Maybe Maggie’s assumption was right. Whoever had killed Rachel Guttman had stopped in here first, methodically deleting any emails of significance. She looked in the recycle bin, just on the off-chance. Nothing in there since Saturday, the day of Guttman’s death. Which meant that either someone had hacked into this computer and was skilled enough to cover their traces-or the dead man simply avoided using email for any communication that mattered.
‘Are you certain your father used email? I mean properly.’
‘Are you kidding? All the time. Like I said, for a man his age, he is very modern. He even plays computer games, my father. Besides, he is a campaigner. They live on the internet, these people.’
That gave her an idea. She clicked the email away and looked instead for the browser. She opened it up and went straight to the favourites. A couple of Hebrew newspapers; the BBC; the New York Times; eBay; the British Museum; Fox News. Damn. Her hunch had been wrong. She shut down the browser and stared at the desktop which, at this moment, looked to her like an electronic brick wall.

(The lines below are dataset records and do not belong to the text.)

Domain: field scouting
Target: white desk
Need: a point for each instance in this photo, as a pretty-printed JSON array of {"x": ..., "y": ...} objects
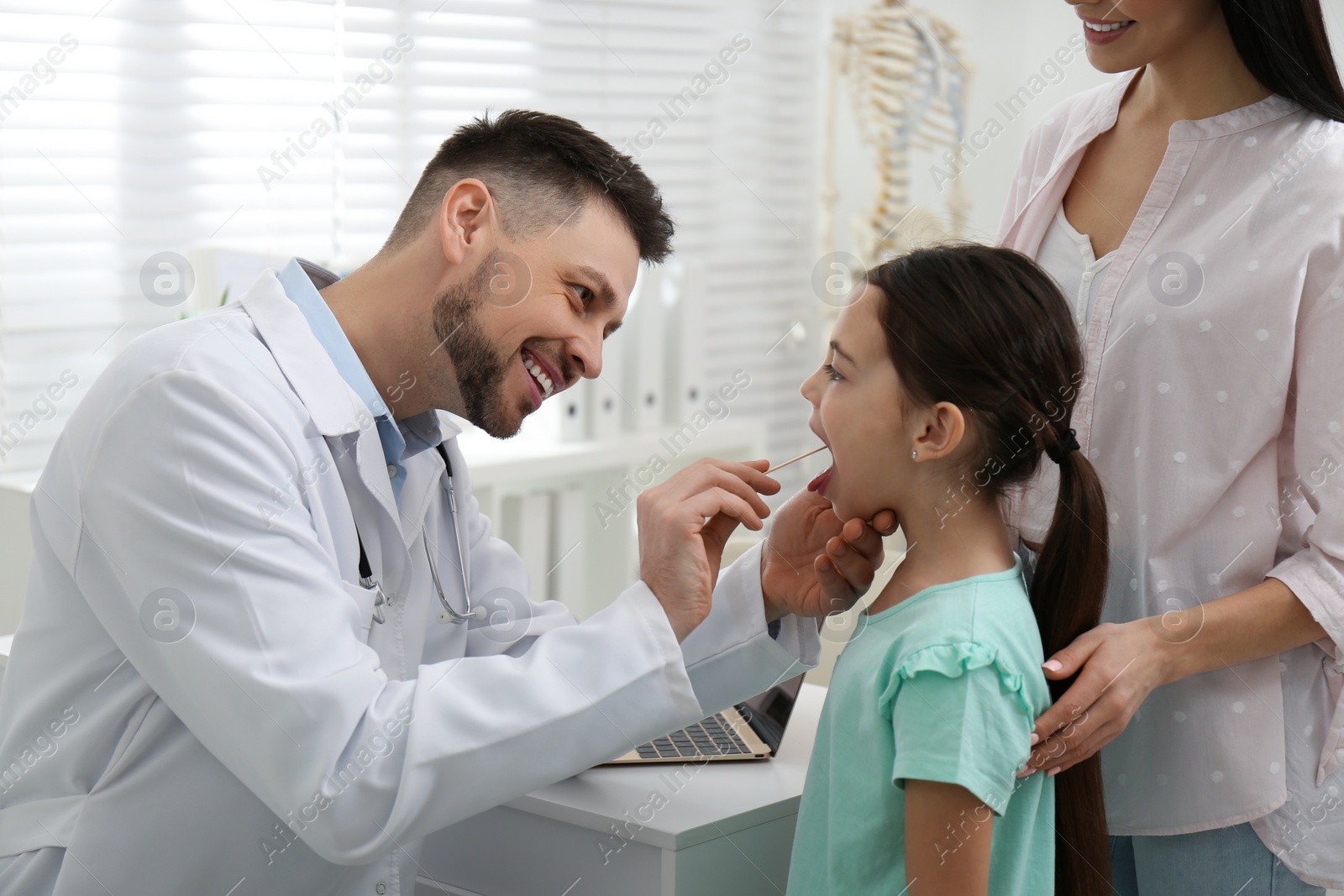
[{"x": 725, "y": 828}]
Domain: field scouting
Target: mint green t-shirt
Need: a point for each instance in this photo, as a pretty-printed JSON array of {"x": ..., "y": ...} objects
[{"x": 945, "y": 687}]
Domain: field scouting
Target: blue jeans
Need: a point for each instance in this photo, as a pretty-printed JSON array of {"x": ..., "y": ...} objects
[{"x": 1209, "y": 862}]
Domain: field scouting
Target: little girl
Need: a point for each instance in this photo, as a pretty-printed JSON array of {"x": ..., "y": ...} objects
[{"x": 948, "y": 379}]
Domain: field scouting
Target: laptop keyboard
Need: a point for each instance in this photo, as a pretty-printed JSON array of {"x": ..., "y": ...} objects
[{"x": 712, "y": 736}]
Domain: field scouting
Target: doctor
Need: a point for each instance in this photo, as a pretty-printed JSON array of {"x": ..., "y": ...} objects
[{"x": 203, "y": 696}]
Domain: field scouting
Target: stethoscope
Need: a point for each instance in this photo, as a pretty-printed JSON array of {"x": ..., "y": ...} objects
[{"x": 366, "y": 574}]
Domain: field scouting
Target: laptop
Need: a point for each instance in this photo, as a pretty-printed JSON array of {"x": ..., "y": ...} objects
[{"x": 750, "y": 730}]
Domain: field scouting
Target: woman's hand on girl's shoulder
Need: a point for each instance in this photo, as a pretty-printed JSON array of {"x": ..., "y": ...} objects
[{"x": 1120, "y": 665}]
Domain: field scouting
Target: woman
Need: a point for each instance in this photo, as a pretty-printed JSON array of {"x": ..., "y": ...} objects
[{"x": 1193, "y": 214}]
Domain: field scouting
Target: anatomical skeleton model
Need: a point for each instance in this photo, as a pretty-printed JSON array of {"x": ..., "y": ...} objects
[{"x": 907, "y": 86}]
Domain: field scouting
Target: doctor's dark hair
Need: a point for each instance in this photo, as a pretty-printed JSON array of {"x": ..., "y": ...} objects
[
  {"x": 1285, "y": 47},
  {"x": 988, "y": 331},
  {"x": 541, "y": 170}
]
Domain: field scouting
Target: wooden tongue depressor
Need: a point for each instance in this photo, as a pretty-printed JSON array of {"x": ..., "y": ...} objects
[{"x": 797, "y": 458}]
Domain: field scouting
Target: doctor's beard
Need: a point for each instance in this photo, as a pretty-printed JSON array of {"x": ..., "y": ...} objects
[{"x": 481, "y": 371}]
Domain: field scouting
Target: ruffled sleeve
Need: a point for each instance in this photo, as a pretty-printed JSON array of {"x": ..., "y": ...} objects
[{"x": 958, "y": 715}]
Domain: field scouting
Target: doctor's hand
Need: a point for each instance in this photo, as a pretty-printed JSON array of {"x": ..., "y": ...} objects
[
  {"x": 685, "y": 524},
  {"x": 812, "y": 564}
]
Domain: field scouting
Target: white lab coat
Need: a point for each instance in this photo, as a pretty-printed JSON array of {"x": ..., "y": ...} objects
[{"x": 286, "y": 745}]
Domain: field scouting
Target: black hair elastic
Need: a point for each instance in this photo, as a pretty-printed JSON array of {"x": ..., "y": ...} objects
[{"x": 1062, "y": 448}]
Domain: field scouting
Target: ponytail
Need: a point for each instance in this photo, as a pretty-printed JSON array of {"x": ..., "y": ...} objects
[
  {"x": 1068, "y": 589},
  {"x": 1284, "y": 45},
  {"x": 990, "y": 331}
]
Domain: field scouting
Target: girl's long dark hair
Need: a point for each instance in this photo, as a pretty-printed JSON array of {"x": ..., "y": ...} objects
[
  {"x": 988, "y": 331},
  {"x": 1285, "y": 47}
]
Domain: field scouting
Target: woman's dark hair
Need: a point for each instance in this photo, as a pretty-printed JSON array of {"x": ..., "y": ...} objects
[
  {"x": 988, "y": 331},
  {"x": 1285, "y": 47}
]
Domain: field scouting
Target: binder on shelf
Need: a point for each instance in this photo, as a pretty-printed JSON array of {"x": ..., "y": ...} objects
[
  {"x": 526, "y": 524},
  {"x": 645, "y": 371},
  {"x": 569, "y": 562},
  {"x": 575, "y": 412},
  {"x": 606, "y": 406},
  {"x": 685, "y": 302}
]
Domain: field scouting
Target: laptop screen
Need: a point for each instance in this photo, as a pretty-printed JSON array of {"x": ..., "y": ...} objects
[{"x": 768, "y": 714}]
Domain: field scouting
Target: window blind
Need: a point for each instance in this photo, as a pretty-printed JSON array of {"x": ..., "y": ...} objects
[{"x": 132, "y": 128}]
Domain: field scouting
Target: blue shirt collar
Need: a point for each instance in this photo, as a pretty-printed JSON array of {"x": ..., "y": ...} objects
[{"x": 302, "y": 280}]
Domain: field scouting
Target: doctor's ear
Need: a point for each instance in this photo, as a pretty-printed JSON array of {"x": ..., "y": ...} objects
[{"x": 468, "y": 219}]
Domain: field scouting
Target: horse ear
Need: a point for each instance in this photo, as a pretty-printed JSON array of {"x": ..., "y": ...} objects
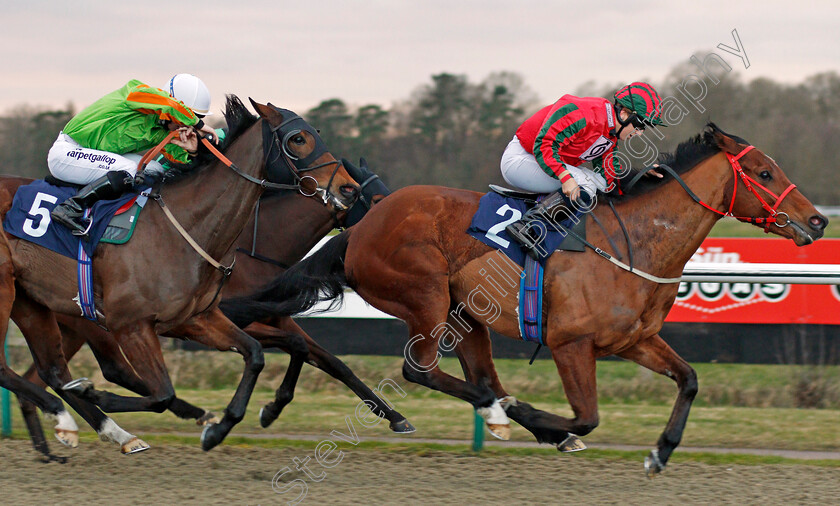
[
  {"x": 723, "y": 141},
  {"x": 267, "y": 112}
]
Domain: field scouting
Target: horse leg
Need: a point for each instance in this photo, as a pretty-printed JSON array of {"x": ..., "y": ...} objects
[
  {"x": 70, "y": 345},
  {"x": 421, "y": 366},
  {"x": 66, "y": 430},
  {"x": 475, "y": 354},
  {"x": 655, "y": 354},
  {"x": 327, "y": 362},
  {"x": 293, "y": 344},
  {"x": 39, "y": 327},
  {"x": 214, "y": 329},
  {"x": 117, "y": 370},
  {"x": 575, "y": 362},
  {"x": 141, "y": 347}
]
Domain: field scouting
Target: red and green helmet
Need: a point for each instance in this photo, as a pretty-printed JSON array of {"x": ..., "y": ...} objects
[{"x": 642, "y": 99}]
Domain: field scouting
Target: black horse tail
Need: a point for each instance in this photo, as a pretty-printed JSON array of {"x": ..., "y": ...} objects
[{"x": 319, "y": 277}]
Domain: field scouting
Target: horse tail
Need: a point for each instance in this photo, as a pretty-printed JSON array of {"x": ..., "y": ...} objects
[{"x": 319, "y": 277}]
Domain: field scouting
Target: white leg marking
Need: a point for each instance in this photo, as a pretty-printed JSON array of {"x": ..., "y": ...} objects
[
  {"x": 66, "y": 422},
  {"x": 494, "y": 414}
]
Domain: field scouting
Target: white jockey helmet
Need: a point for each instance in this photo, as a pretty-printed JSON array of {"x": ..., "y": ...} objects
[{"x": 192, "y": 92}]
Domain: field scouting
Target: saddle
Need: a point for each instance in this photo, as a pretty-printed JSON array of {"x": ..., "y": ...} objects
[
  {"x": 570, "y": 243},
  {"x": 121, "y": 226}
]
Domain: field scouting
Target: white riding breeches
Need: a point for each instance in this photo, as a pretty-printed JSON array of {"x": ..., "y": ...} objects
[
  {"x": 521, "y": 169},
  {"x": 70, "y": 162}
]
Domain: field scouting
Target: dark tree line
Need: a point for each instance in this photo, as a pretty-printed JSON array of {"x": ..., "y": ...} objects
[{"x": 452, "y": 132}]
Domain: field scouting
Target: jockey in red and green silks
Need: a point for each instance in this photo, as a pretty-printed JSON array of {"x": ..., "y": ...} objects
[{"x": 549, "y": 148}]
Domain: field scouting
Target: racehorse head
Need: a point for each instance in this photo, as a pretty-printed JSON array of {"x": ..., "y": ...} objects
[
  {"x": 762, "y": 190},
  {"x": 295, "y": 153}
]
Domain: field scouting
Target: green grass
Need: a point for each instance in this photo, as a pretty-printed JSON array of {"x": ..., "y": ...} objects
[
  {"x": 432, "y": 449},
  {"x": 747, "y": 406}
]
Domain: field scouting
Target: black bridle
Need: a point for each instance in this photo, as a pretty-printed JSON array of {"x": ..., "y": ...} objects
[{"x": 277, "y": 138}]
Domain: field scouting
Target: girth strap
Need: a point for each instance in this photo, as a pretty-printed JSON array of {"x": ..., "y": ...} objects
[{"x": 218, "y": 265}]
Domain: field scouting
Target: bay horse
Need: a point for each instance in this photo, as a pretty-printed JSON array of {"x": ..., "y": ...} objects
[
  {"x": 158, "y": 283},
  {"x": 410, "y": 257},
  {"x": 264, "y": 250}
]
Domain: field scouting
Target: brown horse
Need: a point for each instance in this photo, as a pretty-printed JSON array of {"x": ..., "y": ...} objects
[
  {"x": 410, "y": 257},
  {"x": 158, "y": 283},
  {"x": 264, "y": 251}
]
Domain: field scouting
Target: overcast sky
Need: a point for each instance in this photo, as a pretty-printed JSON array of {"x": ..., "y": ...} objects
[{"x": 296, "y": 54}]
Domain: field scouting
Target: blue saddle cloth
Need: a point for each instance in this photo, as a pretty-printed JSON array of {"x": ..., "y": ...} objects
[
  {"x": 29, "y": 218},
  {"x": 495, "y": 212}
]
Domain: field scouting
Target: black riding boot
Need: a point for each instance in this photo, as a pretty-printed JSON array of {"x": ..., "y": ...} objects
[
  {"x": 528, "y": 236},
  {"x": 108, "y": 187}
]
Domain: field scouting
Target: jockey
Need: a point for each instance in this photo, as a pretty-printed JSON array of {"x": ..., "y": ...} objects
[
  {"x": 546, "y": 153},
  {"x": 100, "y": 147}
]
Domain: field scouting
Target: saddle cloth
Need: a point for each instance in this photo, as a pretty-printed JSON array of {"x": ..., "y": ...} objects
[
  {"x": 495, "y": 212},
  {"x": 29, "y": 219}
]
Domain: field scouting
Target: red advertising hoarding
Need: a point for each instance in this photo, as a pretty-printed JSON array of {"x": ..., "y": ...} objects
[{"x": 760, "y": 302}]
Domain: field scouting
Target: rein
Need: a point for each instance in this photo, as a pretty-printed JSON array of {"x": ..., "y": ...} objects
[
  {"x": 739, "y": 173},
  {"x": 228, "y": 270},
  {"x": 749, "y": 183}
]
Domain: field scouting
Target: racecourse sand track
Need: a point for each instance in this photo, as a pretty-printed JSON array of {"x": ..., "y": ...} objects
[{"x": 174, "y": 473}]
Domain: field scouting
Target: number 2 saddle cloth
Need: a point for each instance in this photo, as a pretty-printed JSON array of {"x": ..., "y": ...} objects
[{"x": 498, "y": 210}]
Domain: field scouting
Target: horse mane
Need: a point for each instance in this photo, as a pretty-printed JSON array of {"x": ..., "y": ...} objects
[
  {"x": 238, "y": 118},
  {"x": 687, "y": 155}
]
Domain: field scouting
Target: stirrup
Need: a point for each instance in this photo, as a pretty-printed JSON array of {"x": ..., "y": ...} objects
[
  {"x": 527, "y": 242},
  {"x": 83, "y": 233}
]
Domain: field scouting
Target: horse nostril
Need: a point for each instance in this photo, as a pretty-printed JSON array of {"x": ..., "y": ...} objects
[{"x": 818, "y": 222}]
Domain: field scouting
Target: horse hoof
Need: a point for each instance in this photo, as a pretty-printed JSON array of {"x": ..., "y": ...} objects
[
  {"x": 135, "y": 445},
  {"x": 207, "y": 417},
  {"x": 499, "y": 431},
  {"x": 78, "y": 386},
  {"x": 571, "y": 444},
  {"x": 402, "y": 427},
  {"x": 653, "y": 466},
  {"x": 267, "y": 417},
  {"x": 496, "y": 420},
  {"x": 212, "y": 435},
  {"x": 69, "y": 438}
]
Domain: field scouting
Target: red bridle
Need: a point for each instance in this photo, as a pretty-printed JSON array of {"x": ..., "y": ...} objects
[{"x": 749, "y": 183}]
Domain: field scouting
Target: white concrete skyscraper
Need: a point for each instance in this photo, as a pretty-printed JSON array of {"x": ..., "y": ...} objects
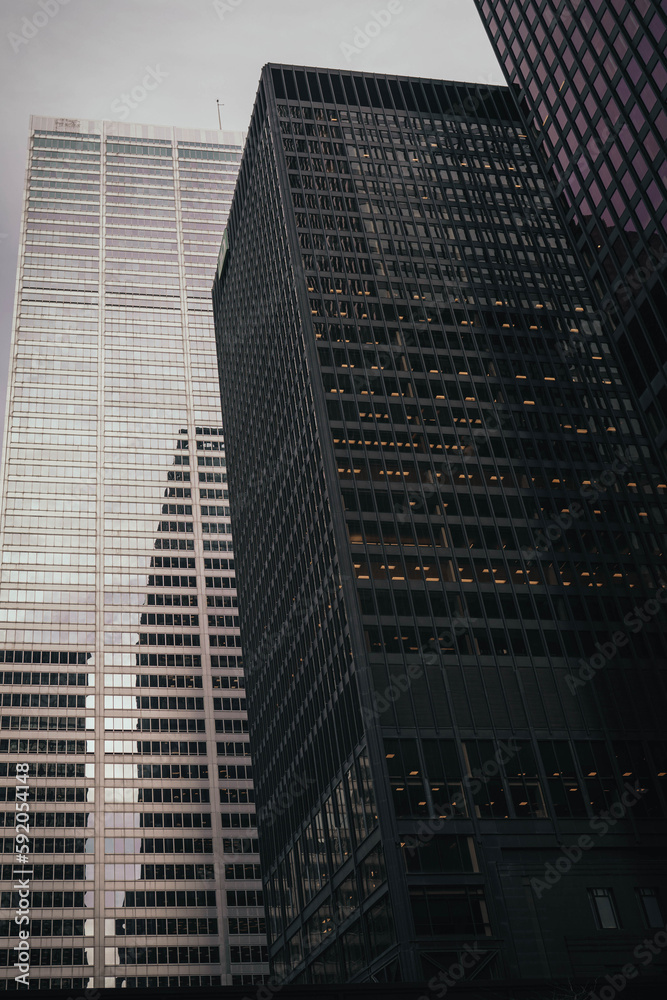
[{"x": 120, "y": 660}]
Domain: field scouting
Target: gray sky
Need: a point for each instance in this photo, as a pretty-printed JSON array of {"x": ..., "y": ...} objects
[{"x": 76, "y": 58}]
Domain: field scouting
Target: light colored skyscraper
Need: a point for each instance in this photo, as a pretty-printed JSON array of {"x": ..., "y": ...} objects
[{"x": 120, "y": 660}]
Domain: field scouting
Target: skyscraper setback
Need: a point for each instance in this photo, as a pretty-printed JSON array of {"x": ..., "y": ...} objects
[
  {"x": 592, "y": 83},
  {"x": 445, "y": 538},
  {"x": 120, "y": 660}
]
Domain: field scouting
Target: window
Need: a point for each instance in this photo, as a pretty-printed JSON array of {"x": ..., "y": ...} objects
[
  {"x": 650, "y": 907},
  {"x": 604, "y": 909}
]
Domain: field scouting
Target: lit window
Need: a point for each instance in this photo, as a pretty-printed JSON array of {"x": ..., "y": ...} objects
[{"x": 604, "y": 909}]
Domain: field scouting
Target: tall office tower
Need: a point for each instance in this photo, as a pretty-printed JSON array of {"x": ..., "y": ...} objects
[
  {"x": 592, "y": 82},
  {"x": 119, "y": 647},
  {"x": 441, "y": 533}
]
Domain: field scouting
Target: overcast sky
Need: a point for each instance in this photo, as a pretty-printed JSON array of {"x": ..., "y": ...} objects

She stared hard at the icons on it. A few Word documents, which she opened. She saw Yariv1.doc and her heart leapt. But it was only an open letter, in English, addressed to the Prime Minister and headed ‘For the Attention of the Philadelphia Inquirer’. Whatever it was Guttman had wanted to say to Yariv, he had not left it lying around here.
Then, at the bottom of the screen, an icon she had on her own machine but had never used. She clicked on it and saw it was another internet browser, just not a very famous one. She looked for the favourites, here called Bookmarks, and there was only one.
gmail.com
It was what she had been hoping for. An email account, separate to his main one, effectively hidden away. Here, she had no doubt, was where Guttman’s serious correspondence would be kept.
A box appeared, this time asking for both a name and a password. She typed in Shimon Guttman, with Vladimir as the password and waited. No luck. She tried Shimon on its own. Nothing. She tried lower case, upper case and then no spaces. None if it worked.
‘Uri, what would he use besides Vladimir?’
So she tried Jabotinsky, Jabo, VladimirJ and what seemed like three dozen other permutations. No luck. And then it hit her. Without pausing, she pulled out her cellphone and punched at the numbers. ‘The office of Khalil al-Shafi please.’
Uri reared back, dropping a clump of papers onto the floor as he did so. ‘What the hell do you think-’
‘Let me speak to Khalil al-Shafi please. This is Maggie Costello from the State Department.’ It was her Sunday best accent.
‘Mr al-Shafi. Do you remember you told me that Ahmed Nour had received some mysterious emails prior to his death, requesting a meeting? That’s right. From an Arab name his family did not recognize. I need you to tell me that name. It will go no further than me, I assure you.’
She checked the spelling back twice, making sure every letter was right, knowing there was no room for error. She thanked the Palestinian negotiator and hung up.
‘Do you speak any Arabic, Uri?’
‘A little.’
‘OK. What does nas tayib mean?’
‘That’s very simple. It means a good man.’
‘Or, if we were to translate it into German, a Gutt man, nein?